Nothing in this world is forever — not even the sun in the sky. Recent research using data from the European Space Agency’s Gaia satellite has shed light on the eventual fate of our sun, which will puff up to become an enormous red giant, likely swallowing the Earth, before eventually dimming to a small, faint white dwarf.
Although astronomers have a strong understanding of the lifecycles of stars in general terms, the specifics of what temperatures stars reach and how long they take to transition from one life phase to another are still only loosely understood. To get a better picture of overall stellar evolution, data on hundreds of millions of stars observed by Gaia has been collated and analyzed to get a firmer understanding of what we can expect for the future of our own star.
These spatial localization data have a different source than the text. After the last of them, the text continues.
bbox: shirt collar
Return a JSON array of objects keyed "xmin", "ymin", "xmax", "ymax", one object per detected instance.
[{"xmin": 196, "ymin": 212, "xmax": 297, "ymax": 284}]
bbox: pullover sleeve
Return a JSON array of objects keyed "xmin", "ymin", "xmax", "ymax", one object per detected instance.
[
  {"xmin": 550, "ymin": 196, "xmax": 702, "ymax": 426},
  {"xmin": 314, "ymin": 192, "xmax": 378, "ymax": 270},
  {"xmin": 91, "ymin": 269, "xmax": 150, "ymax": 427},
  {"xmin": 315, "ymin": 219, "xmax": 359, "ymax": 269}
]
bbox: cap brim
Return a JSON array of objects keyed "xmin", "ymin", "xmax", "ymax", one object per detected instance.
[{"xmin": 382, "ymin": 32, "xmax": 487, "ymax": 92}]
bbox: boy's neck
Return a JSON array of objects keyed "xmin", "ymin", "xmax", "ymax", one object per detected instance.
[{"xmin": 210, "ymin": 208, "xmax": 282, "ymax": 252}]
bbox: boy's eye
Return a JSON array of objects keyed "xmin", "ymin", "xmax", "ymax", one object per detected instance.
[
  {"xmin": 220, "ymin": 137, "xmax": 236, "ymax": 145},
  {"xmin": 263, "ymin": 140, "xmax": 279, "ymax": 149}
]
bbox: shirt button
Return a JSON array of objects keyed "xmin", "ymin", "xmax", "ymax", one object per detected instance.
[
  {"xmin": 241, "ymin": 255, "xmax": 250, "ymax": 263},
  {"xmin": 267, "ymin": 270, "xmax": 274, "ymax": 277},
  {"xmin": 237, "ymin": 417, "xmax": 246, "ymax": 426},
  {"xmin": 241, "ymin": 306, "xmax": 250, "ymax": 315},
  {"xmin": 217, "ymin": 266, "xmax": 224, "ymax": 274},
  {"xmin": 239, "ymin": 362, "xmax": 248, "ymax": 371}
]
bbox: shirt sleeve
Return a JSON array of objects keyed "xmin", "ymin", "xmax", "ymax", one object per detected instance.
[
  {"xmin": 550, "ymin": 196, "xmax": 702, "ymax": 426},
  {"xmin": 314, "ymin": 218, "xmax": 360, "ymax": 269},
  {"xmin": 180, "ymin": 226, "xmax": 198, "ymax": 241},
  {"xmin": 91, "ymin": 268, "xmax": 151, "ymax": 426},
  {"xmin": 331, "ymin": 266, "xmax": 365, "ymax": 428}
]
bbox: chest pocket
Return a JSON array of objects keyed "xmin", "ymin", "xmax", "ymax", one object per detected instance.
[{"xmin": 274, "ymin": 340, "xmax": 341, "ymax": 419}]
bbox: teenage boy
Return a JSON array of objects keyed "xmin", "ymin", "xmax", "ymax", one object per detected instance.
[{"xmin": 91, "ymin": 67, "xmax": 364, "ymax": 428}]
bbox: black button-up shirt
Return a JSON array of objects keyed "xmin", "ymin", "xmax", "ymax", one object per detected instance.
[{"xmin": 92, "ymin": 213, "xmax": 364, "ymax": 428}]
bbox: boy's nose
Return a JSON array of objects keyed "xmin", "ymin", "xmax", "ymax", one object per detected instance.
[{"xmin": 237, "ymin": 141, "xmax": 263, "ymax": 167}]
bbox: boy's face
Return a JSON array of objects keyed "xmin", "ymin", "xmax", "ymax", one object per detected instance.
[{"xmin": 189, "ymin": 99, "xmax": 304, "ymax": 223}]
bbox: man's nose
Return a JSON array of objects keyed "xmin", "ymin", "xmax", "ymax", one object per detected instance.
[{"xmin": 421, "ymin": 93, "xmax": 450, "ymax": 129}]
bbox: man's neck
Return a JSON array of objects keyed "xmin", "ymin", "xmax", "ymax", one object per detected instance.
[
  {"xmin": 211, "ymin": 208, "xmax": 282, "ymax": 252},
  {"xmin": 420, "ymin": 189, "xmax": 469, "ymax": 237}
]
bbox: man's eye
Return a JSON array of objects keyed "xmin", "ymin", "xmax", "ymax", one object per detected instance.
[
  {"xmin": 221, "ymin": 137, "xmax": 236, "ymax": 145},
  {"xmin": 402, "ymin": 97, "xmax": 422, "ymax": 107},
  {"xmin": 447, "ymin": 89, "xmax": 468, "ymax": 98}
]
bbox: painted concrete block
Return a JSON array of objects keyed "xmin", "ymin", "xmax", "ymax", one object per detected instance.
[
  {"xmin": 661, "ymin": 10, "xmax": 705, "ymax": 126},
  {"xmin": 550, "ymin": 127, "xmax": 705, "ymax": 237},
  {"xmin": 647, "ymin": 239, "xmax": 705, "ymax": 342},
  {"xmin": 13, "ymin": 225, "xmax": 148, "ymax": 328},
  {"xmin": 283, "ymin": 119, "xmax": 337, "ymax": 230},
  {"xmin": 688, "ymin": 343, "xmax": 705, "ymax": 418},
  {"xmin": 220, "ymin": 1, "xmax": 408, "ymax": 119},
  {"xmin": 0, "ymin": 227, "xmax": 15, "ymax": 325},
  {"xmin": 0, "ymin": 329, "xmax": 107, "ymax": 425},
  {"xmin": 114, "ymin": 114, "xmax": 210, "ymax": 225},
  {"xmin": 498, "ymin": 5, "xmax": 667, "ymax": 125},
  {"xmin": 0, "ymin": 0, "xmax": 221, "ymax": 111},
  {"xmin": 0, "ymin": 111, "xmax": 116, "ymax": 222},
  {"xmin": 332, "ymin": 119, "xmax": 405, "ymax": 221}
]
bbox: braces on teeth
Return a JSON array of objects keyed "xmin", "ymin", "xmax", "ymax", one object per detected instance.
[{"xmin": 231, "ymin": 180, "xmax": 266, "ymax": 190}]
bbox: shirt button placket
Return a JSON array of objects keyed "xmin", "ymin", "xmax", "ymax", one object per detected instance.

Data from Gaia includes the spectra of vast numbers of stars, which show how light is split into different wavelengths and which can relate the chemical composition of a star to its temperature. Stars generally stay at around the same mass throughout their lives, but their size and temperature change considerably at different periods.
To understand our sun’s fate researchers looked at stars that are similar to our sun in terms of mass and chemical composition but of different ages. This gave them a plot of the likely past and future we could expect our sun to have.
“From this work, it becomes clear that our Sun will reach a maximum temperature at approximately 8 billion years of age, then it will cool down and increase in size, becoming a red giant star around 10–11 billion years of age,” the European Space Agency writes. “The sun will reach the end of its life after this phase, when it eventually becomes a dim white dwarf.”
ESA also shared this infographic, showing how different types of stars evolve over time:
Identifying stars similar to the sun is useful in the search for habitable exoplanets, as sun-like stars could host Earth-like planets. It can also help us to understand how typical or atypical our solar system is in a galactic context, said one of the researchers, Orlagh Creevey: “If we don’t understand our own sun – and there are many things we don’t know about it – how can we expect to understand all of the other stars that make up our wonderful galaxy.”